I am conducting an analysis using ANOVA with covariates and encountering significant results. However, when I remove the covariates, the results are no longer significant. Here are the details of my analysis:

model_with_covariates <- lm(size_continuous ~ 
    activation_categorical + age + handedness + sex, 
    data = current_tract_and_measure)
summary_anova <- anova(model_with_covariates)
        
model_without_covariates <- lm(size_continuous ~ 
    activation_categorical, data = current_tract_and_measure)
summary_anova <- anova(model_without_covariates)

I am performing 171 ANOVAs for different shape measures and different white matter tracts. Therefore, I am correcting all my p-values for multiple comparisons using FDR (False Discovery Rate). Here are the results after FDR correction:

With Covariates: FDR-corrected p-value = 0.001 for two different ANOVAs. Without Covariates: FDR-corrected p-value = 0.1110490 for the same ANOVAs that were significant before. My covariates (age, handedness, and sex) are associated with both the laterality and size of the regions. I want to account for these associations in my analysis.

Questions:

1. Should I always include covariates in my analysis if they are known to be associated with the outcome variable?
2. How should I interpret the differences in results with and without covariates?

Answer 1

Q1. James Davis' The Logic of Causal Order (Sage pubs.) has helpful guidelines about when to control for variables -- if trying to explain cause and effect, as I think you are. I'll paraphrase here.

1. Control for an X that freezes before Y starts.

2. Control for an X linked to some earlier step in a well-known sequence.

3. Control for an X that never changes while Y does change.

4. Control for an X that is generative (like socioeconomic status) as opposed to non-generative (like choice of toothpaste).

Q2. Since you have raised the question, others probably will too. Thus it's best to report both sets of results.
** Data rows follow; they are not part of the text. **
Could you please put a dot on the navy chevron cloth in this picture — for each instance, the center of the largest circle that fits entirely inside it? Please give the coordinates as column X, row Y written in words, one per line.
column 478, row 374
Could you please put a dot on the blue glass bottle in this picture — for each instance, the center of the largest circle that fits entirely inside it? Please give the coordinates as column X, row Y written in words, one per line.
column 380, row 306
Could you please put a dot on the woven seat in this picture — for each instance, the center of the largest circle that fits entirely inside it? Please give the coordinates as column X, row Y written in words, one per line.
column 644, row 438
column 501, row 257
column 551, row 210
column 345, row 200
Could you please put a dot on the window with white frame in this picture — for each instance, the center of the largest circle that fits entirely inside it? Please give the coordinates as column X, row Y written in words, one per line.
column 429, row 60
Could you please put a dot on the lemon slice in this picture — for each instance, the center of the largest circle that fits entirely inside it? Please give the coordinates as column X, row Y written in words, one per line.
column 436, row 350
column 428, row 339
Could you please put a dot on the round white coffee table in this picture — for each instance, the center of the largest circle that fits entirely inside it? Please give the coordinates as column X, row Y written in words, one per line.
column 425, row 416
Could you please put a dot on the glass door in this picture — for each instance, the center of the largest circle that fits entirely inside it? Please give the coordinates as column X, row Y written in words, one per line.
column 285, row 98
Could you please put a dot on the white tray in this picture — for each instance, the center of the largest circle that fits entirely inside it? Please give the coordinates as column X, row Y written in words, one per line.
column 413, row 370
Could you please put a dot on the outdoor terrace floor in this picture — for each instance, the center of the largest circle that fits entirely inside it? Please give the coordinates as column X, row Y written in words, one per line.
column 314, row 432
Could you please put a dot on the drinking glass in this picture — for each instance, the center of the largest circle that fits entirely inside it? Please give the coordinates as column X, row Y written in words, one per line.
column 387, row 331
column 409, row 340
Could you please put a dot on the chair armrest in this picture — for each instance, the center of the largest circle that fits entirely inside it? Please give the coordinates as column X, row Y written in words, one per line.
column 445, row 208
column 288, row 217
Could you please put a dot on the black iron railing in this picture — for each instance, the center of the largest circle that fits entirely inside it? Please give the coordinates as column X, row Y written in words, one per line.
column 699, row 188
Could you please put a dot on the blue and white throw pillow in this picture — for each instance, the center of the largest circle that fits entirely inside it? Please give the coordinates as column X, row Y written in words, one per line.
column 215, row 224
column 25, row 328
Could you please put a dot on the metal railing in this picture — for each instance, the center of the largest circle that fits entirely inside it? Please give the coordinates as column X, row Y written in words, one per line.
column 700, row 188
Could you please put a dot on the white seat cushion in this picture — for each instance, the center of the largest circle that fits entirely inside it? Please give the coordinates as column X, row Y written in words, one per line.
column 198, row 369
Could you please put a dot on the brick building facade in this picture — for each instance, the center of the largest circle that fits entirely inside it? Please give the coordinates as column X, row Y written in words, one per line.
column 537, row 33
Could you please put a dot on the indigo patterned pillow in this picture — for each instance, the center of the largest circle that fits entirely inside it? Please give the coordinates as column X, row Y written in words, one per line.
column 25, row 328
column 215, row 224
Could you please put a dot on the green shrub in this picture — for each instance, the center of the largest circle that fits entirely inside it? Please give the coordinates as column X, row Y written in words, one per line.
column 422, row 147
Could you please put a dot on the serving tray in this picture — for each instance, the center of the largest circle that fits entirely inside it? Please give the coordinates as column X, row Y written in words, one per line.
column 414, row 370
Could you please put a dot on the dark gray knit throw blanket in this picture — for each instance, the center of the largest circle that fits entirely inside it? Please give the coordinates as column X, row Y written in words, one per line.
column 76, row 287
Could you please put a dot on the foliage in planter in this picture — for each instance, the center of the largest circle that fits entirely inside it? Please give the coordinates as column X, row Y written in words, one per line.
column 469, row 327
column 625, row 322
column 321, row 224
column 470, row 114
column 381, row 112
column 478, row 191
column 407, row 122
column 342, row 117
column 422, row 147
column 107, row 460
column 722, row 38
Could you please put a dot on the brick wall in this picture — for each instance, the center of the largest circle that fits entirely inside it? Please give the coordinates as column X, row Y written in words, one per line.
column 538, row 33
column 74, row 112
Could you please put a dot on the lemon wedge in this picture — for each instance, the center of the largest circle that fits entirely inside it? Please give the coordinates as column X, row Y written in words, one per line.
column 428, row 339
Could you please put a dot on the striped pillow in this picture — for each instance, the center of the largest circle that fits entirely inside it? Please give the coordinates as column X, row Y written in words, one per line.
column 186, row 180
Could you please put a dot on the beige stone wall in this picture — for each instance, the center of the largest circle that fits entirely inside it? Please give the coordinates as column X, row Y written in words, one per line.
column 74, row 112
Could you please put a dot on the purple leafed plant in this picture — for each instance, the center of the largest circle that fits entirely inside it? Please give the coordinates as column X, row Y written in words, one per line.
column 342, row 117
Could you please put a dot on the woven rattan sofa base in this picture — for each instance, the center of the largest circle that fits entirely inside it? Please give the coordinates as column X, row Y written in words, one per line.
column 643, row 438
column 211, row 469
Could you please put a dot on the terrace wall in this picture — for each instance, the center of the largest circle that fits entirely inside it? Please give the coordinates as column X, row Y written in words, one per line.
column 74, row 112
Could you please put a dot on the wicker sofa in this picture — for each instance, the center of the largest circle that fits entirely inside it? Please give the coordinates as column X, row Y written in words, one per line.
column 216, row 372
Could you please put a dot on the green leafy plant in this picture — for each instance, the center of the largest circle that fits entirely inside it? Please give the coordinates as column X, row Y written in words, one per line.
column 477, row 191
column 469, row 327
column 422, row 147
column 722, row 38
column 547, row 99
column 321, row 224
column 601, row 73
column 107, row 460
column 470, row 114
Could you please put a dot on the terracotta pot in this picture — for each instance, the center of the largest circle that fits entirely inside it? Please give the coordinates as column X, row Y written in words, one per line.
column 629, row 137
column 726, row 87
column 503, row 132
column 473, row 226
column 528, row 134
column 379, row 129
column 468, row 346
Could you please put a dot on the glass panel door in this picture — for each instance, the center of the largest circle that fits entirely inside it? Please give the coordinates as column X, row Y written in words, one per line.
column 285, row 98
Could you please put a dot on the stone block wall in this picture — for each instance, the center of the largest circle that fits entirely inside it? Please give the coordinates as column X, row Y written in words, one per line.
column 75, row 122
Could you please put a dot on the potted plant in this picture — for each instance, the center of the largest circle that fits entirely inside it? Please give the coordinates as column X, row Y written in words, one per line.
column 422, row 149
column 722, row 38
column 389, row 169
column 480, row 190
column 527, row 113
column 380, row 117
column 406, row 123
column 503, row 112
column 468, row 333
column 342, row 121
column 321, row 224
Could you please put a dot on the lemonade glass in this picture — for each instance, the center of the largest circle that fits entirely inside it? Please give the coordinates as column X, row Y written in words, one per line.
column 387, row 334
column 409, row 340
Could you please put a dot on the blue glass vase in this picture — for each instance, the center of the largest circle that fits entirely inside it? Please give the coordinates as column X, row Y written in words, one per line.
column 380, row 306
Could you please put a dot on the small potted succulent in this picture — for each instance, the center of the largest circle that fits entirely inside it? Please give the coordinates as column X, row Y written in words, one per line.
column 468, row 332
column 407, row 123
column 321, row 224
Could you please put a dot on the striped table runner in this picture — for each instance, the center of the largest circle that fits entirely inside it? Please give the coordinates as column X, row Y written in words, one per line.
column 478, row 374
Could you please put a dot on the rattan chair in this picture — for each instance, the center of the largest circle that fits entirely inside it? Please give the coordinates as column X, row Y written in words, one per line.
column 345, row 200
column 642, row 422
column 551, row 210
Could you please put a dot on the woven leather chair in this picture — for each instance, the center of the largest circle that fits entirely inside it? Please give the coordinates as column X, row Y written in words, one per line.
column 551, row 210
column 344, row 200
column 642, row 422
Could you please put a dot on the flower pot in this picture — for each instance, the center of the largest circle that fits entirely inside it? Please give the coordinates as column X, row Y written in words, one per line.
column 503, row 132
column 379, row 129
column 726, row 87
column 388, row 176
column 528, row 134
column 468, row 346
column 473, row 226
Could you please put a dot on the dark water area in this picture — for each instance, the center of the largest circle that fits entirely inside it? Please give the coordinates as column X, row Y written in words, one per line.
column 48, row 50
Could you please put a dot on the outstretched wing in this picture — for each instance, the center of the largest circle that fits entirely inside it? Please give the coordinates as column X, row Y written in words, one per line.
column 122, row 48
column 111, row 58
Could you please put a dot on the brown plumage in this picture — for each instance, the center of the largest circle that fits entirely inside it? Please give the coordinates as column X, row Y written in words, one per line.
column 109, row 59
But you have said "I want to account for these associations in my analysis." You must have reasons with which you'll make the case that one set is more informative and valid, but you should give readers the chance to make up their own minds as to which set tells the more compelling story.

Also please see this related post.

Answer 2

I'm not entirely sure you are talking about the same thing in your body and your question... nevertheless, to answer your questions:

1. Yes, you are (usually) trying to explain the effect of some variables on your outcome whilst controlling for known factors. If you do not include variables which have an effect on your outcome their effect might be transferred to some other variables which are not really related or have a transitory relationship with known factors, which are the ones having an effect on your outcome. By excluding known effects you are more likely to find spurious relationships.
2. Very carefully. In general the more variables you have in your model the less degrees of freedom, meaning less power and more uncertainty, hence why you can expect less certainty the more complex your model is.